I should like to thank you, a Cheann Comhairle, for giving me the opportunity to raise on the Adjournment the matters arising out of a reply to a Dáil question which I put to the Minister for Posts and Telegraphs and which was answered on Tuesday. The reply establishes quite clearly that the telephone system in the Dublin area is in a state of chaos. The reply I received establishes that in the Dublin area there are 47,500 outstanding applications for telephones. Of these, 25,700 relate to applications for telephones for business purposes and 21,800 relate to applications for telephones for people's homes.
The state of the telephone system in Dublin — and I presume Dublin is a mirror image of what is happening in other areas — is now causing serious economic damage. It is effectively impeding the establishment of new businesses, it is frightening off many foreign business concerns from establishing bases here and is seriously preventing the expansion of existing businesses. It is also damaging the industries which have export potential and who find it impossible to operate a proper import-export business without adequate telephone and telecommunication services.
It is causing major social problems for many people, especially the elderly and sick, who are often dependent on the telephone as a lifeline to the outside world.

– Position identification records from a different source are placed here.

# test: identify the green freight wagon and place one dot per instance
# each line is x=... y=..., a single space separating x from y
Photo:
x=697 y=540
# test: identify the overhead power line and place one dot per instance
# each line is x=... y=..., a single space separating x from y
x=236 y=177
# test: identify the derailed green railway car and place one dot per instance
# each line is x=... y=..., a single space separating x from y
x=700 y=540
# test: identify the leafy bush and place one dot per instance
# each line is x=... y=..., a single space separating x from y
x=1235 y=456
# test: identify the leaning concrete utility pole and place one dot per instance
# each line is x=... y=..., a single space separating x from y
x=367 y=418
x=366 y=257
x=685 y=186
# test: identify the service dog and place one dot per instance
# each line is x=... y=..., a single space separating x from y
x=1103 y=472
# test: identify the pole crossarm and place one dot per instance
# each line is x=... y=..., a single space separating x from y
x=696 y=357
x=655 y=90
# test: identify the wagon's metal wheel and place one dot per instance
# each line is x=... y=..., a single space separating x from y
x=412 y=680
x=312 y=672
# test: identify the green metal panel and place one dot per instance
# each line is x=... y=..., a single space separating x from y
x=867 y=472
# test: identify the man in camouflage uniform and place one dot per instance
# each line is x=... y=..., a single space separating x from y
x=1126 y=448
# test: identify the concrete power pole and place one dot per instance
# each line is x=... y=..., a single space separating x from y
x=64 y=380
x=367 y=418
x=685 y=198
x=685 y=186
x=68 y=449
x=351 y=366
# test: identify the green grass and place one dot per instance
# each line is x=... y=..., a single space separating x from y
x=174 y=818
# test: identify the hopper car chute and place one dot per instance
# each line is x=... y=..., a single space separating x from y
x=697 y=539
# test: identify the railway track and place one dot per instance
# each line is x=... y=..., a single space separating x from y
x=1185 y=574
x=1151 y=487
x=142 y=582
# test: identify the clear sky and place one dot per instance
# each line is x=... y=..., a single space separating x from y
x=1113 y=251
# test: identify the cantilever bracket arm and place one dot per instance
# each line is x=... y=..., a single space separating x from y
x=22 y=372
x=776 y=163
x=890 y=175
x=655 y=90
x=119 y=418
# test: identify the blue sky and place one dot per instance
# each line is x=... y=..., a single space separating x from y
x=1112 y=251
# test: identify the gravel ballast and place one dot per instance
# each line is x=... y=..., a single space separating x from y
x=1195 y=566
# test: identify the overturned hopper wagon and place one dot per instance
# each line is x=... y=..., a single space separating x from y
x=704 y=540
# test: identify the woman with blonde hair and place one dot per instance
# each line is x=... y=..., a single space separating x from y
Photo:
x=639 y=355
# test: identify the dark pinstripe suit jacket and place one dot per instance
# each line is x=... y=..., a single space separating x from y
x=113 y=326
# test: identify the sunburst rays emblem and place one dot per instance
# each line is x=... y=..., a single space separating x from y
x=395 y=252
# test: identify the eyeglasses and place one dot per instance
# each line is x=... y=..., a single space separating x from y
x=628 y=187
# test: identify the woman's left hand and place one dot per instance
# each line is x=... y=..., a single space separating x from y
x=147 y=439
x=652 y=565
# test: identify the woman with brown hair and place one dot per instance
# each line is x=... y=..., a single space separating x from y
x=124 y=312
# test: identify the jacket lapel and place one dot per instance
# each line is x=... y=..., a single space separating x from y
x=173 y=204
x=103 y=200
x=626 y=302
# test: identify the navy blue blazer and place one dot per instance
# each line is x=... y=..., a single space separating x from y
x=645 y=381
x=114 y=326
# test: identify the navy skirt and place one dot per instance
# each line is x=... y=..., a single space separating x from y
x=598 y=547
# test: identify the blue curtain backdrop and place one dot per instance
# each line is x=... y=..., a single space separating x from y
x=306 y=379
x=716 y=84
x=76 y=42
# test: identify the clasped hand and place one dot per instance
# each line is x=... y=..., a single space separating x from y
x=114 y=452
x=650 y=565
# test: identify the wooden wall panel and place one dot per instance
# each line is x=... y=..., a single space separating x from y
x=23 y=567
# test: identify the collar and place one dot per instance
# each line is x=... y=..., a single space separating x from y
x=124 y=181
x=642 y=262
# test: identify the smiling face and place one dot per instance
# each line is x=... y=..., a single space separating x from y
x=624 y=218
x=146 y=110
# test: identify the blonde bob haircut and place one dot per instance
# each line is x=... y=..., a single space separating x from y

It is also creating major difficulties for many people whose professions and businesses require them to be contactable for 24 hours a day. I am not saying that this is the fault of the present Minister. This is a problem which he has inherited from his predecessors and I do not think it is something with which we should play politics.
It is a major irritant that it seems to be impossible for ordinary members of the general public to get accurate information as to when telephones will be supplied to them and what the position is in relation to the provision of telephones generally. Anyone who has a telephone problem does not try to resolve it by contacting the Department of Posts and Telegraphs. They get in touch with their Deputies and TDs are spending hour after hour, week after week, trying to get information as to when people will be supplied with telephones and when repairs will be carried out.
I have been a Member of this House for three successive administrations. It has been my continuous experience that when I contact the Department of Posts and Telegraphs by way of telephone call or letter to find out when constituents or businesses will be supplied with telephones, I get gobbledegook civil service replies which are utterly meaningless. At one time the only course open to a Deputy to find out any information was to put down a Dáil question and at least that often elicited the brief but useful reply that a telephone would be supplied at a specified time. If nothing else, it gave some indication to the poor applicant when the service would be made available to him.
The position now is that the Deputies cannot even rely on the replies to these Dáil questions. When one put down a Dáil question a year-and-a-half ago one was told that a telephone would be supplied in about a year but we are now getting civil service gobbledegook in reply to Dáil questions. When we ask why the telephone was not supplied we get more gobbledegook about massive cabling that has to be laid and the amount the Department have to do and that hopefully in about another year the telephone will be supplied. The situation is not good enough and it should no longer be tolerated by Members of this House of any party. The general public have reached the stage where they despair of anything sensible emerging from the Department of Posts and Telegraphs. It often appears that if one gets one's telephone it is more by accident than by design. The same applies to the carrying out of telephone repairs.
The implications for Government of the present situation are worth noting. If 47,500 applicants, some of whose applications date back six years, were today the proud possessors of functioning telephones — the fact that a telephone is installed does not, of necessity, mean that the damn thing will work — and if each of these applicants was paying a telephone bill, on a bi-monthly basis, of £70 that would generate the princely sum of £200 million per annum.
There is a very grave problem in this area. Perhaps a Minister of any Government cannot articulate this in public but I have no doubt that a portion of the problem relates to the work practices within the Department of Posts and Telegraphs which I think are a matter of grave concern. I appears that in the context of the telephone service very often the left hand does not know what the right hand is doing and I sometimes suspect that each finger of each hand does not know what is going on. If a Deputy seeks information by way of a letter and then, in despair, puts down a Dáil question, it is not unusual to get a reply ultimately to one's letter, two months after the Dáil question has been answered, the letter stating the exact opposite of the reply to the Dáil question.
The state of the telephone service in Dublin is a national scandal and I do not accept that a transfer of the telephone service to An Bord Telecom will result in an automatic improvement in the situation. Whatever Minister happens to be there when An Bord Telecom finally gets its responsibility will merely be fortunate enough to be protected from some of the political flak by disclaiming responsibility in the future. Such a transfer will mean that no longer will this House be able to bring the telephone service to account in this House.